France Télévisions répond aux critiques de TF1 et consorts, “une agression caractérisée contre le service public”

Après un courrier envoyé au gouvernement la semaine dernière par l’Association des chaînes privées (ACP) réunissant TF1, M6, Canal+ et Altice (BFM, RMC) critiquant le traitement du groupe d’audiovisuel public, sa présidente, Delphine Ernotte, répond.

Une missive à charge dénonçant les “avantages compétitifs” dont bénéficierait le groupe France Télévisions a été transmise à Elisabeth Borne de la part des principales chaînes privées françaises. Considérant que TF1 et consorts “se trompent d’époque et de combat”, Delphine Ernotte s’est attelée à répondre aux critiques dans une interview pour le Figaro.

Pour elle, la stratégie mise en place depuis 2018 a rendu “fébriles” ces acteurs privés et les a poussés à faire des critiques infondées. “Nous sommes devenus plus puissants en nous renforçant sur l’information, sur la création française, pas en allant sur le terrain de jeu des acteurs privés. Jamais l’écart n’a été aussi faible parce que jamais nos offres n’ont été aussi éloignées et différentes” affirme-t-elle. Si Canal+ et les autres chaînes “ne manquent pas d’argent“, ils ont subi une concurrence très forte des plateformes sur les formats étrangers et des Gafa sur la publicité, une situation qui n’est pas celle de France Télévisions, car son “offre est essentiellement française et non commerciale. C’est pour cela que, depuis 2015, je plaide pour une alliance entre privés et publics. Ensemble et différents, nous sommes plus forts.

Sur la forme, le courrier a suscité “énormément d’émoi et un grand sentiment d’injustice chez les salariés” explique la présidente. Elle trouve le courrier “terriblement XXe siècle. Leur principal concurrent, ce n’est évidemment plus France 2, mais Netflix, Amazon, YouTube ! Sur la forme, l’élégance élémentaire de ces messieurs aurait pu être de me passer un coup de fil“. Loin d’une logique de conflit entre les deux secteurs de l’audiovisuel, elle rappelle par ailleurs avoir soutenu la fusion entre TF1 et M6. Elle ironise, assurant avoir reçu à l’époque “beaucoup d’appels. Ils ont dû perdre mon numéro depuis…“.

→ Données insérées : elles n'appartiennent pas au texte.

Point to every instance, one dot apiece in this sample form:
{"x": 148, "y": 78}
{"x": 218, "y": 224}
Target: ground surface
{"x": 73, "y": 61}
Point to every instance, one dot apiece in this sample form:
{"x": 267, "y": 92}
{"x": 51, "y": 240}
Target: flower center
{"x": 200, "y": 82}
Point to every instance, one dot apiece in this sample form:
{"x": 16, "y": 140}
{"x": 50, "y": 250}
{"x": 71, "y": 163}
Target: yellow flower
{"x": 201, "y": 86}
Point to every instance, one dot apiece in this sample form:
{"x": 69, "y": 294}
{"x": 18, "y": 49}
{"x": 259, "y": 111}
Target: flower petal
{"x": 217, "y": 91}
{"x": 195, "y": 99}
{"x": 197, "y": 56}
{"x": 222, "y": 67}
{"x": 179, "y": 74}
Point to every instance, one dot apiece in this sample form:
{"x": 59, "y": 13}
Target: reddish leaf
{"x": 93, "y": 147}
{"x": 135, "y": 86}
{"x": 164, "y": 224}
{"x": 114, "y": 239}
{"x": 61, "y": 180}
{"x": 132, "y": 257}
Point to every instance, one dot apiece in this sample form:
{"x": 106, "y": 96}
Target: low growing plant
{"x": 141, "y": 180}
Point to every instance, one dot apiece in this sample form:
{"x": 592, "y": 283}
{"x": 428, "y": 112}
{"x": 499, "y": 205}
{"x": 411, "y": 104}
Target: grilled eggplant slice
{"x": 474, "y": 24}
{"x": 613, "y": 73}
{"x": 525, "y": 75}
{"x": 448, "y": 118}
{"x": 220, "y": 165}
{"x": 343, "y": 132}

Sur le fond, elle tient à débunker les accusations d’arrangement avec les missions du service public. L’ACP accusait en effet le groupe de développer une programmation étonnamment commerciale sur ses grandes chaînes, en particulier sur France 2 » et entraine « une sous-exposition des œuvres et programmes relevant de ses missions de service public ». Ces programmes en question finissent ainsi, selon les chaînes, sur des chaînes moins visionnées comme France 4, Culture Box ou sur la plateforme numérique du groupe. Pour Delphine Ernotte, “c’est factuellement faux“. Elle cite en exemple le soutien de France Télévisions à 22 films sélectionnés à Cannes contre 0 pour les chaînes privées gratuites. Et de préciser que “depuis dix ans, nous sommes toujours les seuls à exposer le spectacle vivant, y compris en prime time. Depuis 2017, nous avons divisé par deux le volume de nos séries policières. Nous ne diffusons plus aucune série américaine quand elles représentent entre 50 % et 90 % sur les privées. Une anecdote: nous avons regardé le programme télé du 10 mai, jour de l’attaque des chaînes privées. France 2 diffusait une fiction française sur le harcèlement, France 3 un documentaire historique, France 5 «La Grande Librairie» et Culturebox un concert. En face, sur les antennes du groupe TF1, vous aviez deux séries américaines, un jeu et de la téléréalité. Cette différence, elle est visible tous les jours.”

D’autres critiques ont été faites, notamment en terme “d’asymétrie juridiques”, mais pour Delphine Ernotte il s’agit d’une tentative d’obliger le groupe à réduire ses investissemetns pour faire baisser les audiences des fictions qu’il produit. ” C’est une vraie menace pour tous les créateurs. Pour le reste, nos obligations sont beaucoup plus strictes que celles des chaînes privées et sont scrupuleusement observées par l’Arcom. Notre cahier des charges a été fixé par l’État. Il est exigeant et entièrement respecté” explique-t-elle. Le gouvernement est par ailleurs favorable à la stratégie mise en place par France Télévisions selon sa présidente : “il veut un audiovisuel public fort” et la stratégie décidée par l’État en 2018 a entrainé des économies importantes et un renforcement des missions du groupe, avec des résultats positifs à la clé.

Elle reconnait par ailleurs que la baisse du marché publicitaire télé au premier trimestre est source de tensions. Mais veut rappeler aux chaînes qu’elles sont “dans la même équipe, celle des médias traditionnels, face aux géants du streaming et aux réseaux sociaux.”